Next, the first color-changing layer 500 is formed on the first transparent electrode 300. The first color-changing layer 500 may be formed by a sol-gel coating process. A first sol solution including a first electrochromic material, a binder and a solvent may be coated on the first transparent electrode 300. A sol-gel reaction occurs in the coated first sol solution, and the first color-changing layer 500 may be formed.
The first sol solution may include the first electrochromic material in a content of about 5 wt % to about 30 wt % in the form of particles. The first sol solution may include the binder in a content of about 5 wt % to about 30 wt %. The first sol solution may include the solvent in a content of about 60 wt % to about 90 wt %.
The first sol solution may additionally include a dispersant.

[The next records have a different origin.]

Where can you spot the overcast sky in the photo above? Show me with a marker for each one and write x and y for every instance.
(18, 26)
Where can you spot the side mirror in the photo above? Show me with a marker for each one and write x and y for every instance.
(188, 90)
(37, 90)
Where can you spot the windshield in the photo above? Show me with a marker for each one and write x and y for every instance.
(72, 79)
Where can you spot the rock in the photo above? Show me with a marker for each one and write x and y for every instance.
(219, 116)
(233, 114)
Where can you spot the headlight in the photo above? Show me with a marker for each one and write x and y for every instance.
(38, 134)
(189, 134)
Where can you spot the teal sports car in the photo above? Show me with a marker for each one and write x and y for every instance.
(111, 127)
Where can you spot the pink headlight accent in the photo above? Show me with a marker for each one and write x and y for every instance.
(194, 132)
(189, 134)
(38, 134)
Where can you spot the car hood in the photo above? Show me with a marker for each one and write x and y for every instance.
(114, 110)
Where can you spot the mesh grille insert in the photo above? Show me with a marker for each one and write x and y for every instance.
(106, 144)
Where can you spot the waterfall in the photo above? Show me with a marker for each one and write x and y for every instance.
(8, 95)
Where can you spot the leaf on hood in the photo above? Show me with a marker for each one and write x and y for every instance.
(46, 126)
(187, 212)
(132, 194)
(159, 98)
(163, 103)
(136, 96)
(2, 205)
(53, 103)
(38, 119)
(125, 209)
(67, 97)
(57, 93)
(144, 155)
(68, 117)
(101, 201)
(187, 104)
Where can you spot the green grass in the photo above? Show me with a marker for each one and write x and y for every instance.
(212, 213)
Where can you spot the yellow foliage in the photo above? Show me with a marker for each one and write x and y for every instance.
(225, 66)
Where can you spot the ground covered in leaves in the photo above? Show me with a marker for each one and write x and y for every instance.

The solvent may be at least one selected from the group consisting of alcohols, ethers, ketones, esters and aromatic hydrocarbons. The solvent may be at least one selected from the group consisting of ethanol, propanol, butanol, hexanol, cyclohexanol, diacetone alcohol, ethylene glycol, diethylene glycol, glycerin, diethyl ether, ethylene glycol monomethyl ether, ethylene glycol monoethyl ether, ethylene glycol monobutyl ether, diethylene glycol monomethyl ether, diethylene glycol monoethyl ether, propylene glycol monomethyl ether, acetone, methyl ethyl ketone, acetylacetone, methyl isobutyl ketone, cyclohexanone, acetoacetic acid ester, methyl acetate, ethyl acetate, n-propyl acetate, i-butyl acetate, and the like.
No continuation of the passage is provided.